Today, few people would be taken in by these pictures, yet Disembodied Spirit wisely includes modern photography that also focuses on the spirit world. We might think we know better, but in our imaginations, we still yearn for something more than the solid world in which we live. We long for a spirit kingdom, and modern photographers use their imaginations as well as their cameras to conceive of such a realm.

Duane Michals’s nasty little vignette is called The Bogeyman, and it is a series of seven small black-and-white photographs. A little girl reads in a chair. The room seems empty except for her chair and a coat hanging on a rack. The little girl stops reading and looks at the coat. Something is not quite right. She goes to the coat. The child opens the coat but finds nothing. The little girl falls asleep in the chair; the coat gains legs. The coat moves toward the child. The coat carries the child away.

Mr. Michals’s work effectively taps into our fears. As children, we just knew there were bogeymen waiting for us, and even as adults, a small part of us still thinks this is true.

Jim Campbell’s Untitled might be more ethereal than The Bogeyman, but it is just as haunting. It’s a large photograph of a street with moving images of ghostly pedestrians. Even though it’s easy to figure out “the trick,” Mr. Campbell’s work somehow still manages to be spooky.

Mariko Mori brings an eastern sensibility to this exhibition. In Last Departure, he put three huge prints on aluminum and wood panels, and it looks as though they are floating in front of the wall. A young woman stands in a gleaming airport of light and steel. She wears a white wig, white boots, a white plastic-looking mini-dress, and she has a cartoonish look. Two shadow images flank the young woman, and it is obvious that they are all the same person. Last Departure provides a striking example of how the spirit world and the technological world can be combined. Somehow, the Japanese excel at this, and the enchanting movie Spirited Away came to mind as I looked at Last Departure.

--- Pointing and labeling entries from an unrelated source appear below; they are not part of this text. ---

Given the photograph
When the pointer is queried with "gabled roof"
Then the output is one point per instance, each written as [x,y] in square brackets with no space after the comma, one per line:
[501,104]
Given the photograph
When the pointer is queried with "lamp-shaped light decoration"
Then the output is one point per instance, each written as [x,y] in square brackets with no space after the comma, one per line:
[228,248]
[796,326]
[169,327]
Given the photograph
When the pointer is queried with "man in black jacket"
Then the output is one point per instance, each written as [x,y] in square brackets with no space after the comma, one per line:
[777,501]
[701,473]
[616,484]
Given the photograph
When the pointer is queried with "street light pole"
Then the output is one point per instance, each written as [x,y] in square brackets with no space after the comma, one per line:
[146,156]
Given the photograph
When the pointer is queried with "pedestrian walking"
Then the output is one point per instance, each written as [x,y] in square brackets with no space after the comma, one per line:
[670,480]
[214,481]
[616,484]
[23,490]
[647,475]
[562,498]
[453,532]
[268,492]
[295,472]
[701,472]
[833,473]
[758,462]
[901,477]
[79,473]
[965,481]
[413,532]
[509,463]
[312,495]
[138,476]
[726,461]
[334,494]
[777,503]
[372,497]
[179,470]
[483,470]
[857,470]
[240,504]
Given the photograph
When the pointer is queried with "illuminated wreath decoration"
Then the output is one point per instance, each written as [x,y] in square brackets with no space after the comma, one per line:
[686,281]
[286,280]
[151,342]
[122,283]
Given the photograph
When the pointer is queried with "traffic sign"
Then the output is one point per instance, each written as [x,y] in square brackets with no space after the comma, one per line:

The Disembodied Spirit is a huge, fascinating exhibit, which this review can only begin to explore. Funded in part by a grant from the National Endowment for the Arts, The Disembodied Spirit is a traveling exhibition that will stay at Bowdoin College Museum of Art until December 7. After that, it will travel to Kansas City, Missouri, and Austin, Texas. In addition, a fine catalogue (also called The Disembodied Spirit) accompanies the exhibition and is available for sale at the museum gift shop. After seeing this exhibition, I was struck once again by how Maine, a small state, has such vibrant and varied art. The Disembodied Spirit is a terrific exhibition, and readers who live within driving distance of Brunswick, Maine, (or Kansas City or Austin) should definitely plan on seeing it. It’s not often that an art exhibit provides spiritual history as well as fine art. The Disembodied Spirit does both.